Пектеев соединяет это в нечто новое. Камера в отличие от описанных методов почти не видна, при этом кинофрагменты – отдельно срежиссированные – появляются на большом экране во всю ширину сцены в ключевые моменты действия, давая особую динамику и атмосферу там, где она детально невозможна в театральном воплощении и физическом размахе сцене. Там же транслируются русские субтитры, потому что гамлетовские сцены, за исключением кульминационных монологов вроде «Быть или не быть», актеры играют на марийском языке.

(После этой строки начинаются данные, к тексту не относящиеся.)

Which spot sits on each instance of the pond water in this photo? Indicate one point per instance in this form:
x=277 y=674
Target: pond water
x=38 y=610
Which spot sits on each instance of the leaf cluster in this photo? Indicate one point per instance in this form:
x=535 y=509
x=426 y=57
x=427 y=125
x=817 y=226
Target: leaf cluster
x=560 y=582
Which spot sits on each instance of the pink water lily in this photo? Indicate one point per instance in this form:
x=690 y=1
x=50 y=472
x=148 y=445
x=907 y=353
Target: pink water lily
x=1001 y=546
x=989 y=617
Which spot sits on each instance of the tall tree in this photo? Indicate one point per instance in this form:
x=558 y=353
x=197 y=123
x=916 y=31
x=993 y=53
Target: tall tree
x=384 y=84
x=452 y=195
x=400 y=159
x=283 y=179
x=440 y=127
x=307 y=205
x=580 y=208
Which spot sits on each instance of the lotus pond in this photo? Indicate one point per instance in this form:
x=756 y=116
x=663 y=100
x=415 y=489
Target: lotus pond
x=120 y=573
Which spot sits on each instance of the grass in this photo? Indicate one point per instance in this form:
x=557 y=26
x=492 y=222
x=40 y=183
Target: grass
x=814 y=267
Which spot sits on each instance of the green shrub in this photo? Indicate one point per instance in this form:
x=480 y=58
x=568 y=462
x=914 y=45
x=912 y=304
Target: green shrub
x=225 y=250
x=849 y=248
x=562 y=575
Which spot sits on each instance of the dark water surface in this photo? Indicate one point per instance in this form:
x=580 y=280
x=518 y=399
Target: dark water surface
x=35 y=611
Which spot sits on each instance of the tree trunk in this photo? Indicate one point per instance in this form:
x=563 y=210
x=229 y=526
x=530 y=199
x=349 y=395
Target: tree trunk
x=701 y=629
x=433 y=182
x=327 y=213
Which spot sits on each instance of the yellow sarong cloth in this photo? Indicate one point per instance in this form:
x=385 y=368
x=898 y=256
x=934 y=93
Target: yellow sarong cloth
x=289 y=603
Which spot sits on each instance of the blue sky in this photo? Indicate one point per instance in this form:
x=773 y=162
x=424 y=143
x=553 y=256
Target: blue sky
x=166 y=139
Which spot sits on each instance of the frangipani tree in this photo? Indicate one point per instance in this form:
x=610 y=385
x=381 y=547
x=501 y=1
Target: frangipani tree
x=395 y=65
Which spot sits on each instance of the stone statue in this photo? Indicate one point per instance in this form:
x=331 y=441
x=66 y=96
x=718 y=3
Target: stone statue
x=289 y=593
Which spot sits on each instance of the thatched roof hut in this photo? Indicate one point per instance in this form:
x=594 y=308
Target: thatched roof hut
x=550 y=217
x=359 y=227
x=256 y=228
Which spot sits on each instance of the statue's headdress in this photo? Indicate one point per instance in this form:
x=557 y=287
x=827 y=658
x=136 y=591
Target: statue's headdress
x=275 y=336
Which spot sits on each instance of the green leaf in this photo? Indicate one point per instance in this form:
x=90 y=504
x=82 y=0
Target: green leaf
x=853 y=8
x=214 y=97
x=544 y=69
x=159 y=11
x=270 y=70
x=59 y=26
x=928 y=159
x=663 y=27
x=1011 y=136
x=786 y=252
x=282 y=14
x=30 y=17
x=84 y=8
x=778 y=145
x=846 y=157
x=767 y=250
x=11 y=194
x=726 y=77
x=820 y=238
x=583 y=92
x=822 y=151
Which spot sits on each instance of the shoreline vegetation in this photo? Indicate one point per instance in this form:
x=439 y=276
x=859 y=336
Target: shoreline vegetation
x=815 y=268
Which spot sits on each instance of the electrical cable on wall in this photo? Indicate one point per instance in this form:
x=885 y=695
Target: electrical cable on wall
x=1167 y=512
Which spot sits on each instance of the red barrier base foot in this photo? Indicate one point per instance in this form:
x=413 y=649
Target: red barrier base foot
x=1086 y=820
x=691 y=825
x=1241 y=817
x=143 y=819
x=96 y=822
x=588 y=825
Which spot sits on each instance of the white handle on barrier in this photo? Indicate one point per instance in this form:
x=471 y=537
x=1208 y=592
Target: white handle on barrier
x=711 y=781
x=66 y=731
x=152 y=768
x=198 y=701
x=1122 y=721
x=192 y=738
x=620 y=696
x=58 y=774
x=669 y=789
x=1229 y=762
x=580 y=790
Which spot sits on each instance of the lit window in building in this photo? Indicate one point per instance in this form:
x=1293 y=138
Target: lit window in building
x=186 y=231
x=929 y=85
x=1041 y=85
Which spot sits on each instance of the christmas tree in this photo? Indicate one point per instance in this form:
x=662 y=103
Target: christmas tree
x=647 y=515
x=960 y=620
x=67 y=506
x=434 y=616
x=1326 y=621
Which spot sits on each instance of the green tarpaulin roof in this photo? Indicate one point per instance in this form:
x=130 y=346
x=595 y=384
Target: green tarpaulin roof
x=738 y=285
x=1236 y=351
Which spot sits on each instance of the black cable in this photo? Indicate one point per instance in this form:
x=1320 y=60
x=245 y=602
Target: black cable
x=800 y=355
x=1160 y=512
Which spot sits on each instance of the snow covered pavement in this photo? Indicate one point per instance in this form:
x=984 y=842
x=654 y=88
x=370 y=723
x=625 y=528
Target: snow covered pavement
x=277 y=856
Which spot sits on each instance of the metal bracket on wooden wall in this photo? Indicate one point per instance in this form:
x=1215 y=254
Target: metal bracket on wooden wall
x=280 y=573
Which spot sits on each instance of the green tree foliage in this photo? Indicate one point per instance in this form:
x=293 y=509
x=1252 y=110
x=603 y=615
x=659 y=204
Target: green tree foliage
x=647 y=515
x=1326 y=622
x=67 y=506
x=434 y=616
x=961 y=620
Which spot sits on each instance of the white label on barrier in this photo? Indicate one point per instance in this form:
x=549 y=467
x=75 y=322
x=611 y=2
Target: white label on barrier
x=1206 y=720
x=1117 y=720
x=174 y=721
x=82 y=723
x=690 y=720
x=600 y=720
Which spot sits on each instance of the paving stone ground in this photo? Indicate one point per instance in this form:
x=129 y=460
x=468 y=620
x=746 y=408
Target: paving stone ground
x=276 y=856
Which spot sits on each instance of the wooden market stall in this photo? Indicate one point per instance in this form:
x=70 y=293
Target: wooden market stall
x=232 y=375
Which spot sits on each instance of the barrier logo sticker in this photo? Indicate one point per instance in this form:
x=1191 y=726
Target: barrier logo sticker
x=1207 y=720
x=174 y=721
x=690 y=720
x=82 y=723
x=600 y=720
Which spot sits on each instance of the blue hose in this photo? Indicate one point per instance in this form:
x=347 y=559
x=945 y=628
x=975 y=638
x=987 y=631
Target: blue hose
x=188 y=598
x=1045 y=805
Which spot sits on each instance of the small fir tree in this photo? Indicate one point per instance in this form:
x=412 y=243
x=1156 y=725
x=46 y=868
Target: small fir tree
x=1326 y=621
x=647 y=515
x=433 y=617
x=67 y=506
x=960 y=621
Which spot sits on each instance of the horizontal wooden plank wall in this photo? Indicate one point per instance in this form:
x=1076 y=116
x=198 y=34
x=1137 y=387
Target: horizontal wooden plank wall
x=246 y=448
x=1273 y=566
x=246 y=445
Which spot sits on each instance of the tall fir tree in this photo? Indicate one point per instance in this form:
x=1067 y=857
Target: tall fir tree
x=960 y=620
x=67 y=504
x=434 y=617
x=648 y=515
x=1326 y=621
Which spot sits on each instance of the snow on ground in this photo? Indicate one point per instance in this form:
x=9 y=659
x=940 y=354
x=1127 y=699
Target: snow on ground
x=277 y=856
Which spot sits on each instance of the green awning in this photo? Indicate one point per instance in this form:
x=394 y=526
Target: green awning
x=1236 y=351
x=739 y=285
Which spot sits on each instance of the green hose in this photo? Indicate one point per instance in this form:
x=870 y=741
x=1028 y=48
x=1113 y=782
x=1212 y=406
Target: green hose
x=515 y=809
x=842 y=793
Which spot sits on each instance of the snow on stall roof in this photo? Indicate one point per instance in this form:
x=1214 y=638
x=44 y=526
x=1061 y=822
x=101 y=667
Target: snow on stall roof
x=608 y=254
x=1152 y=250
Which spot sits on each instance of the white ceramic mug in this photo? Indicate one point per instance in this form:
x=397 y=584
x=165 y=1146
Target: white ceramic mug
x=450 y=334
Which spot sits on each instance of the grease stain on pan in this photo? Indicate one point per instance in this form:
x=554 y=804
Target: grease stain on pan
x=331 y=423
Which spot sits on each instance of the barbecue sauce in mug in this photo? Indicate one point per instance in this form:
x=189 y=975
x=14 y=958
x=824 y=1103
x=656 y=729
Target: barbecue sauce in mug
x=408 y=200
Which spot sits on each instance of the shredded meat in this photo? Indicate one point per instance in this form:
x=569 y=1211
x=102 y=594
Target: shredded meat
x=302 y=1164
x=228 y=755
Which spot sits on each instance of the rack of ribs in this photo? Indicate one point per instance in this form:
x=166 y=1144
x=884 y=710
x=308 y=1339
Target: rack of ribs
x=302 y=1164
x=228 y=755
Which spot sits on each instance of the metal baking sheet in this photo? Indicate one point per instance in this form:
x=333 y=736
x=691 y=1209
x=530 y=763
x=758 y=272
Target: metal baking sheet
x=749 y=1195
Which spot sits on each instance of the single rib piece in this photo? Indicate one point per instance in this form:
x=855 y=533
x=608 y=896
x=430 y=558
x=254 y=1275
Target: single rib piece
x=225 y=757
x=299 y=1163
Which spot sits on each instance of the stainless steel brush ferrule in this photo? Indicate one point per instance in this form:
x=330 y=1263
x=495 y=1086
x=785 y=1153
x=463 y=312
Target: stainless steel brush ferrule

Наличие камеры обыграно, ей управляет как оператор один из участников бродячей труппы, которую Гамлет встречает на своем пути. Поэтому первый кинофрагмент публика видит, когда Гамлет (Алексей Тетерин) с Офелией (Светлана Александрова) случайно садятся к ним в попутный «уазик» по дороге в село, куда «принц» едет на поминки отца. И действие разворачивается внутри натуральной машины, внешне крутящейся на поворотном круге, в то время как внутри происходит оживленная сцена знакомства. Второй раз камера раздвигает возможности «присутствия» зрителей, когда актеры в пародийно-мультяшном стиле разыгрывают «Мышеловку» после застолья, куда и были приглашены, перед собравшимися жителями села во главе с крупным местным авторитетом Клавдием (Эдуард Яковлев) и дембельнувшимся Лаэртом (Иван Соловьев). И интермедия фиксируется вездесущим оператором. Отдельной артхаусной «короткометражкой» показано и утопление Офелии, которому все, как и написано в пьесе, по сути, немо свидетельствуют и не препятствуют.
Придуманы не только новые биографии героев. Весь сюжет Шекспира разбирается до основания: молодой герой-интеллектуал возвращается на родину после смерти отца и видит, как «от поминок холодное пошло на брачный стол», мать отдается убийце. Мир перевернут с ног на голову.
Дело происходит в марийском селе. И поэтому готический флер шекспировской трагедии с лейтмотивом сна-смерти естественным образом монтируется с картиной мира марийского мистического фольклора. Спектакль балансирует на грани предельного реализма и мистицизма. Двоемирие задано и сценографией (художник – Катерина Андреева). В прологе Гамлет встречается с Офелией на придорожной остановке. На сцене реальный слепок типизированной, украшенной национальной мозаикой будки – советского артефакта, – утопленной в черном, дышащем звуками, небытии, из которого потом вынырнет и «уазик». Такой же ностальгический и одновременно потусторонний, как в фильме Кирилла Серебренникова «Петровы в гриппе».
Кинематографизм определяет и финальную сцену, когда поворотный круг заставляют кустистыми искусственными джунглями и пробивающий насквозь свет создает атмосферу голливудского блокбастера. На этом фоне Гертруда (Светлана Строганова) на последнем отчаянном крике поет «Show must go on» «Queen» («Мой грим испорчен, но я улыбаюсь…»), как бы закольцовывая тему лицедейства. Ему тут подвержено все – жизнь помещена словно в съемочный павильон.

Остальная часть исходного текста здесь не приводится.